For 60 years it has recruited students using the same method of cross-country auditions beginning in October. Now, that's out the window.
"I have been involved in this audition process for three decades. It's a significant change," said Mavis Staines, the schools artistic director.
"But I think one of the things that I found especially energizing is that, as we head into this experience, we all looked at one another and said let's turn every challenge into an opportunity and a way to refresh and reboot."
Under normal circumstances, representatives would travel across the country to see upward of 1,000 prospective students dance for about 50 spots. About 150 would be selected to participate in a four-week summer intensive at the school and then the final candidates would be chosen.
Executive director John Dalrymple said the school's leadership team realized another door was opening, as they tested a pilot for auditioning students via Zoom. A digital model could make the school more accessible, he said.
"I think we may get an opportunity to see more kids than we normally would, which is exciting," he said.
It's one of many ways the school is adapting and transforming in the pressure cooker of the pandemic.
Grade 12 student Maya Smallwood said it has been an adjustment returning to school with physical distancing measures in place.
Like other students, Smallwood is restricted to seeing only the students in her dance bubble. She and 10 others train and rehearse together but they take academic classes via Zoom, even if they live on campus, to reduce their contacts with anyone else.
Smallwood, who is from St. Louis, returned to the United States when the pandemic struck and trained from home with digital support. Now that she's back in Toronto it could be a while before she sees her family again.
"It's a little tough, especially with how things are playing out right now in the United States," she said. "I really don't see in the near future going home any time soon."
Smallwood is set to graduate into a performance landscape that has been severely altered. At this stage, she said she's staying optimistic.
"I think we've been working a lot on adaptability and making the best of all these challenges and all the change that is happening, so I'm really confident that wherever we end up at the end of this year, we'll have worked the hardest and made the best of the situation," she said.
Former student Gabriel Buell, who uses the pronouns they/them, feels lucky to have completed auditions for professional companies before the pandemic and graduation.
Buell is now an apprentice with the National Ballet of Canada, which has also had to adapt to COVID-19 conditions and introduced its first digital season. It began last month with a series of solo performances rehearsed and filmed during lockdown.
When the pandemic struck, Buell said it was tough not to be able to train in studio but it also forced dancers to go back to the basics.
"I think not having performances to look forward to sort of allowed us for the time to go a little bit slower and get back to our more basic training elements — to refine our technique and become stronger and better dancers," Buell said.
In April, Buell was part of a collaborative video project with six other schools around the world led by the Royal Ballet School and choreographer Didy Veldman. More than 100 students from 23 countries were grouped by time zone and trained with Veldman via video.

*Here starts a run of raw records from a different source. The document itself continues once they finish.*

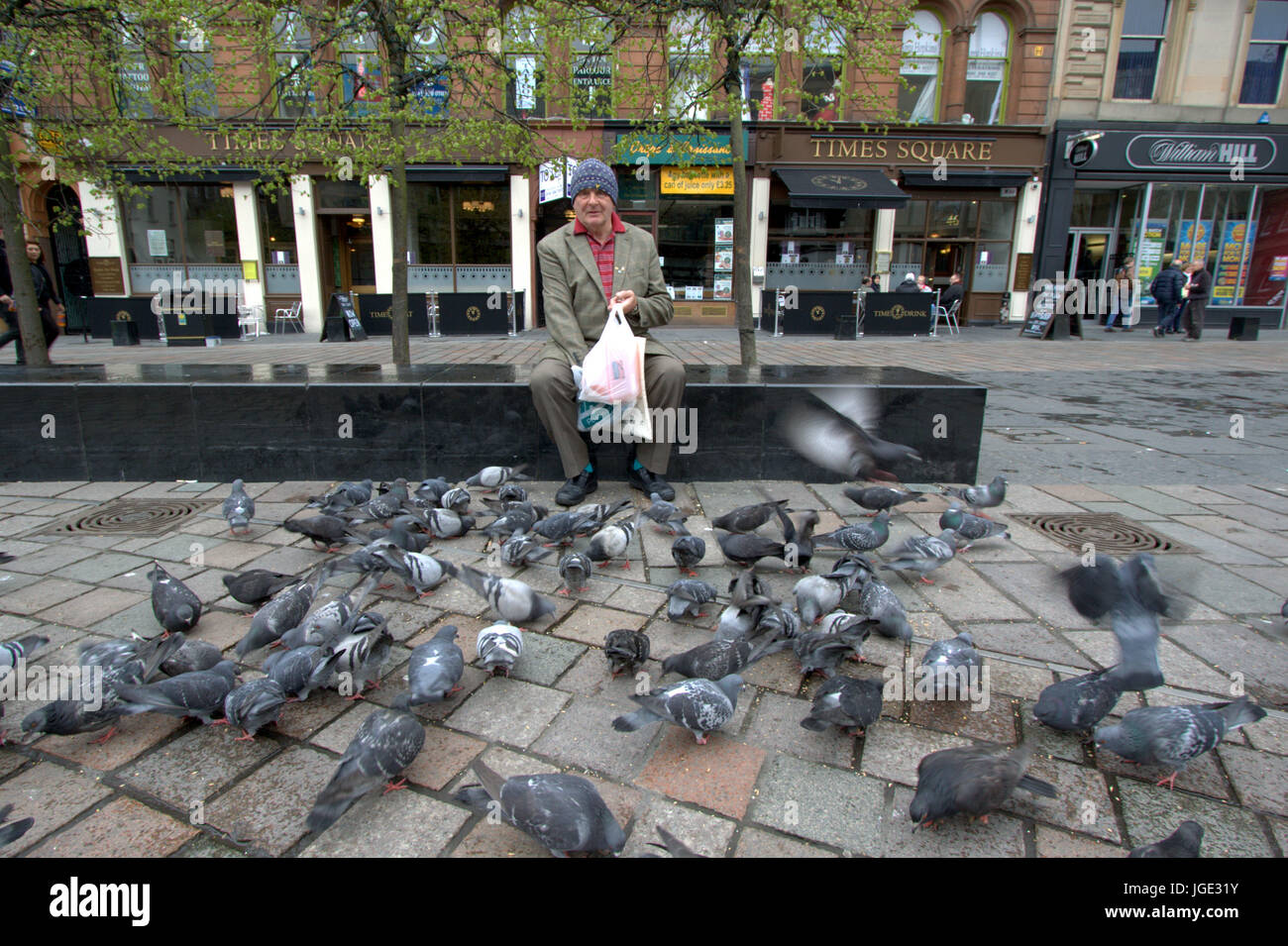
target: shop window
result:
[899,10,944,124]
[1115,0,1171,102]
[962,13,1012,125]
[1239,0,1288,106]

The project explored the theme of physical restriction and Buell recorded phrases in the confines of their home, including the living room and bedroom.
"I think that with the pandemic and looking for other possibilities to create video kind of showed itself as a creative medium used for dance."

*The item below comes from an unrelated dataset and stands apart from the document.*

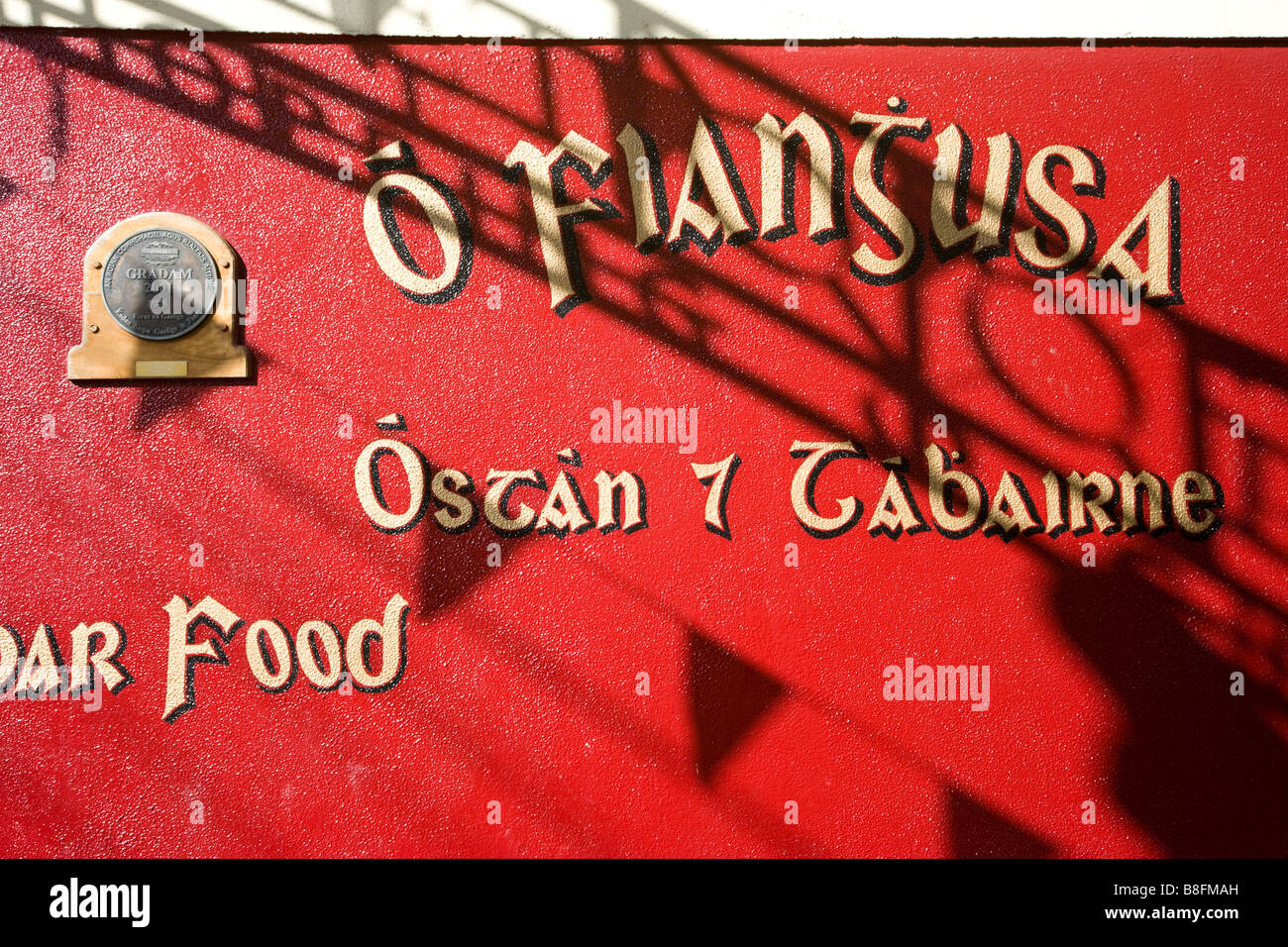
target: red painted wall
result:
[0,31,1288,856]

It was different receiving feedback from someone who isn't there in person, Buell said.
"It's a more introspective experience asking yourself if what you're doing is right, rather than constantly looking to somebody else for the answer."
It's an interesting place to be, looking at such an uncertain future, Buell said. The ability to constantly adapt is vital to a career in dance because anything could go wrong on stage and you have to respond nimbly.
Pushing the whole discipline outdoors and into the video world may end up being an opportunity to push dance to new places creatively too.
"Instead of being concerned for what the future of dance could be and if it's doomed because we can't get back in the theatre, I think I'm more excited thinking about what is new, what can dance become because of this new limitation. And what is possible," Buell said.